Para a geração dos "Caras-pintadas" e das "Diretas Já!"
Quem viveu a glória dos movimentos de enfrentamento da ditadura e pela deposição do Presidente Collor, certamente sente um incômodo compreensível ante ao aparente caos e falta de rumo das atuais manifestações.
No entanto, peço que considere a condição dos jovens e adultos que empreenderam os protestos naquela época. Uma geração que, não obstante a repressão que sofria, em contrapartida gozava de uma maior liberdade intelectual. Tinha cativas as mãos e a voz, mas a mente e as ideologias em franca expansão.
Uma geração politizada, embalada por movimentos culturais, sobretudo no âmbito musical, que tinham algo a dizer, dotados de inteligência, profundidade, que instigava com sabedoria e propriedade o sentimento de rebeldia e clamor contido no âmago das vítimas daquele quadro infeliz.
Hoje, o que nossos jovens tem? Uma pseudoliberdade! Podem "ouvir o que querem", "assistir o que querem", "ir para onde querem", "dizer o que querem"... Mas, ouvir o que? Assistir o que? Ir para onde? Dizer o que?
Uma geração regida sob a batuta dos monopólios da alienação, que aprenderam direitinho a receita para conferir liberdade ao corpo enquanto mantém cativa aquilo que realmente importa - a mente!
Uma geração que escuta músicas de duplo sentido, que ri de programas de humor de inteligência e gosto duvidoso, que se mantém informada através de programas de jornalismo que exploram as misérias humanas, que testa seus conhecimentos através de exames com roteiros dignos de grotescas comédias-pastelão ... O que poderíamos esperar?
No entanto, essa geração aparentemente PERDIDA, desorganizada e caótica, não perdeu, como nenhum ser humano criado por Deus é capaz de perder, a sensação de inconformismo e rebeldia diante de tantos desmandos.
A chama que impulsiona a mudança, ainda que essa mudança esteja aparentemente sem um rumo bem definido, é fruto do cansaço diante de um acúmulo de absurdos que é difícil até enumerar (como relatou bem um manifestante através dum cartaz que trazia a frase: "é tanta coisa errada que não cabe num cartaz!"). E a forma meio "bagunçada" e "desordenada" em que a revolta se manifesta é o fruto da forma em que essa geração se encontra completamente À DERIVA nesse país.

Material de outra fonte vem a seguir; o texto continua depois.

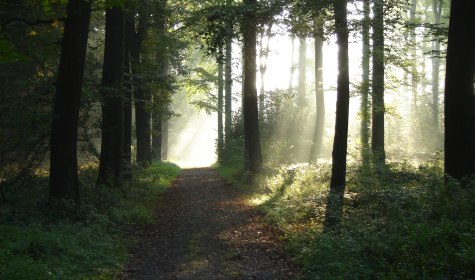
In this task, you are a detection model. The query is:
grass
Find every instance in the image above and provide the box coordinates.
[219,159,475,279]
[0,162,181,279]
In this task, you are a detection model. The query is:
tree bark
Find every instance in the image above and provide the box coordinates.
[288,34,296,94]
[224,20,233,149]
[360,0,370,166]
[152,0,168,162]
[258,23,273,118]
[431,0,443,129]
[130,1,151,164]
[371,0,385,165]
[310,23,325,162]
[97,6,125,188]
[325,0,350,228]
[242,0,262,174]
[217,46,224,163]
[123,10,133,179]
[297,37,307,106]
[49,0,91,202]
[444,0,475,179]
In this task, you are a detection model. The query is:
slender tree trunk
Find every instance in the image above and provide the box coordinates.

No entanto, ainda que essa geração não demonstre qualquer PREPARO, não quer dizer que deva permanecer confinada nos limites da sua ignorância. O LEVANTE, por si só, é LEGÍTIMO! O impulso é muito melhor do que a inércia.
À essa geração de um passado recente que lutou por ideais tão nobres de maneira tão sublime e que, através de sua luta, me garantiu o direito de hoje me expressar, de votar nos meus governantes (embora, lamentavelmente as opções de que disponho não sejam das melhores), peço que dê um crédito à geração de hoje, pois a sua geração gloriosa lutou contra o mesmo inimigo.
A organização, o caráter da manifestação e dos manifestantes, a situação, o nível intelectual poderiam até ser bem diferentes de hoje, mas no final das contas, o INIMIGO É O MESMO. E nessas horas, creio que vale o ditado: o INIMIGO DO MEU INIMIGO, É MEU AMIGO!
Por tudo isso, peço que reconsiderem. Não materializem os versos da canção, quando diz "Você diz que depois dele, não apareceu mais ninguém...", porque isso, sim, seria sinal de derrota. Que a sua inegável experiência possa, neste momento, agir de forma útil e abnegada, desprovida de um orgulho natural, e contribuir com esclarecimentos e orientação, pois eles serão valiosíssimos num momento como esse.
Obrigada por tudo que foram capazes de proporcionar a GERAÇÃO Y. Infelizmente, talvez tão cedo não nos seja possível corresponder à altura os seus sacrifícios. Mas mais do que tempo ao tempo, nos conceda de bom grado e insistentemente, o vosso conhecimento. E, quem sabe, até a honra de sua presença. Um dia, quem sabe, caminhando meio sem rumo, a gente chegue lá!